Tibouchina granulosa (mauve form)



When we talk about Autumn colour we're generally referring to autumn leaves but in Northern NZ the Autumn palette has a much broader range with many late-flowering subtropicals to choose from. In recent years a splashy new entrant in the Autumn colour stakes has been spreading its gaudy dazzle through our warmer gardens; it is the Brazilian Tibouchina granulosa, sometimes worryingly called 'the Glory Bush', which at the moment conjures up alarming echoes of war, Empire and fictitious presidents.

For generations we have grown Lasiandras, the shrubby multi-stemmed ones with big tarty purple flowers that seem forever to be breaking their leggy branches, but this new one grows more like a small tree up to three or four metres with a definite trunk and a more elegant, sturdy structure. Its Autumn flowers are much smaller and smother the tree in 30cm terminal panicles, opening rich purple then fading to a softer mauve so that both shades occur at once on the tree. This sumptuous display goes on and on through early Winter in a frost-free spot. Often mine continue till July or even August.
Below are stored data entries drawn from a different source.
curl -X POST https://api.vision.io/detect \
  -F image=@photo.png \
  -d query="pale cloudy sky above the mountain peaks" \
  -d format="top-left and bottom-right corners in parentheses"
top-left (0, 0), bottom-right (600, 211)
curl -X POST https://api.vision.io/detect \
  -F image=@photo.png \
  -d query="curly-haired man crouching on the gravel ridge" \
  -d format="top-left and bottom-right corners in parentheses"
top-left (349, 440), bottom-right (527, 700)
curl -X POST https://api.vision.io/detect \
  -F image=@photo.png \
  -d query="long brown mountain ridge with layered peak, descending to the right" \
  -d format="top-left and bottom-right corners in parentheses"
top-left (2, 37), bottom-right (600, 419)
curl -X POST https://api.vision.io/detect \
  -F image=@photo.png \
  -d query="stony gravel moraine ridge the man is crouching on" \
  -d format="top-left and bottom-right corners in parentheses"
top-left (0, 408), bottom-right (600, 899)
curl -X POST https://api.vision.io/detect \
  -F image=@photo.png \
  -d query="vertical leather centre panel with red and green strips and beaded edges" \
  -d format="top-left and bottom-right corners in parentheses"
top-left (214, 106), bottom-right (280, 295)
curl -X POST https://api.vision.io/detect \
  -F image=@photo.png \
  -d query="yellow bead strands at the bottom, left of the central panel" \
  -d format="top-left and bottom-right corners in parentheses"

The distinctive drooping leaves are long, deeply veined and a dark velvety green which makes a great background for the spectacle of the massed flowers, though at the peak of flowering the leaves almost disappear under them.

Just recently a pink form 'Rosea' has been appearing in nurseries here. It seems to grow less vigorously but is otherwise similar to the purple T. granulosa. Its flowers start several weeks earlier. When they open they are a rich, deep pink which, like the purple variety, fade to a softer paler shade. Strange that this pink form should still be so uncommon here because for years it has been a major component of Sydney's Autumn colour scheme just as Jacarandas are the dominating feature of its Spring gardens.

One thing that all the Tibouchinas need is full sun.

When young they are frost tender much like the other lasiandras. And similarly, the Glory bush (I refuse to capitalise that word) is brittle and prone to breaking in the wind. However they have a remarkable ability to re-grow from ground level after being snapped off, and consequently respond well to hard pruning.. I promise I'm not actually trying to comment on global politics.

While muted cool colours are generally the basis of an atmosphere of tranquillity in a garden, I have increasingly become convinced that there is also a need for a touch of loud and trashy spectacle somewhere in a garden; an outdoor equivalent to the rumpus room where you want a bit of seasonal high-energy razzle-dazzle. Imagine using Robinia Frisia massed behind a group of Glory (bush) trees. Pink and gold could look as wonderful together as the purple and gold. You could even grow a mass of pink or dark red Iresine around and under your Tibouchinas as a way of really turning up the bass.

After all this I've decided I'm going to give myself a break and try calling them Glory shrubs.